@jeremy Continuing our conversation from https://github.com/fastai/fastai/pull/970
Summary:
For certain unlucky combinations of batch size (bs) and the length of the training set it can happen that training fails with the exception shown in this notebook https://github.com/benediktbrandt/course-v3/blob/master/nbs/dl1/lesson1-pets-Copy2.ipynb (the notebook reproduces the error reliably, just make sure you run it from start to finish after restarting the kernel). The cause of the error is a batch of size 1 being fed into the network which doesn’t work with the batchnorm layers.
Example:
The training dataset has 65 elements and bs is set to 64. In that case one batch will be fed into the network with size 64 and the next (last) batch will be fed with size 1.

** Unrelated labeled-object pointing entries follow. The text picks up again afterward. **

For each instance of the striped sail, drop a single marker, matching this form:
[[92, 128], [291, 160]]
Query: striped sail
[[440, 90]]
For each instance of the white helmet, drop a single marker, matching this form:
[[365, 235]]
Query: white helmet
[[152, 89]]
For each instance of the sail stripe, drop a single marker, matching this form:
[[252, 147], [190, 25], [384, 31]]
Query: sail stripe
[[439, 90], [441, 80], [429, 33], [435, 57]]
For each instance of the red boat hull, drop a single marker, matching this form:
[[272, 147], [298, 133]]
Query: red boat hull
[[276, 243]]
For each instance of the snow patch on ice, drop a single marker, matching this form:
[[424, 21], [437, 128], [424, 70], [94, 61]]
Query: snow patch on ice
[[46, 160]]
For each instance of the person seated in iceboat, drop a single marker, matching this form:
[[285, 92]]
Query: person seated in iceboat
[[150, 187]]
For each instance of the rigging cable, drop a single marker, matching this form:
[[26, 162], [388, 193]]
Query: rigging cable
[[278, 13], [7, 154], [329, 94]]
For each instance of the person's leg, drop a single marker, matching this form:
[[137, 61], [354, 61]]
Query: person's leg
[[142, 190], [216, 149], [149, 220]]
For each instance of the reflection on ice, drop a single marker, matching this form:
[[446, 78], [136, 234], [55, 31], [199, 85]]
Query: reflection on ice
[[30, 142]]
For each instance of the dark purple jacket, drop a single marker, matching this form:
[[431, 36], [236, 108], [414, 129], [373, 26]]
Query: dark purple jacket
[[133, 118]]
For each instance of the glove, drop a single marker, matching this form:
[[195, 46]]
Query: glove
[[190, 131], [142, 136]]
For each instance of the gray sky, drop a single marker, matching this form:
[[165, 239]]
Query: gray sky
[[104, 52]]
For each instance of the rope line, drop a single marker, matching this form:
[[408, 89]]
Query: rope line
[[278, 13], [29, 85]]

This error can appear (almost) randomly since the dataset is randomly split into train and validation set and the number in each set isn’t necessarily the same between subsequent instantiations of ImageDataBunch. However one is more likely to run into this error when one uses small batch sizes.
Steps towards a solution:
This pull request https://github.com/fastai/fastai/pull/970 fixes this issue by removing the last element from the training set if the combination of bs and length of the training set would result in a bath of size 1. Of course removing a training sample isn’t necessarily the best solution however other solutions that I considered also had downsides. In particular I considered:
-
Passing bs into the
random_split
method and rerunning the random split untillen(is_train) % bs != 1
. This has the downside of being a brute force method and bs isn’t even available whenrandom_split
is called (the default bs is set in ImageDataBunch.create. One could specify the default value for the bs earlier (e.g. in thefrom_lists
method, but there are other methods that are calling ImageDataBunch.create and the default value of bs wouldn’t be defined in a central location anymore. One could make bs a class variable, but the current library design seems to minimize the use of class variables whenever possible. -
One could be more strategic about doing the train and validation split. I.e. as a first step partition an array of len(arrs[0]) such that the train size satisfies certain criteria (at the very least bs > 1, but maybe even bs > some number N). But this again raises the need of changing where the default value of bs is set (see above).
@jeremy I know you also requested some tests to show the issue. If you want I can write some, but that would require me to add a new dataset to the test datasets (since the mnist_tiny dataset already has a train and validation folder). Thoughts?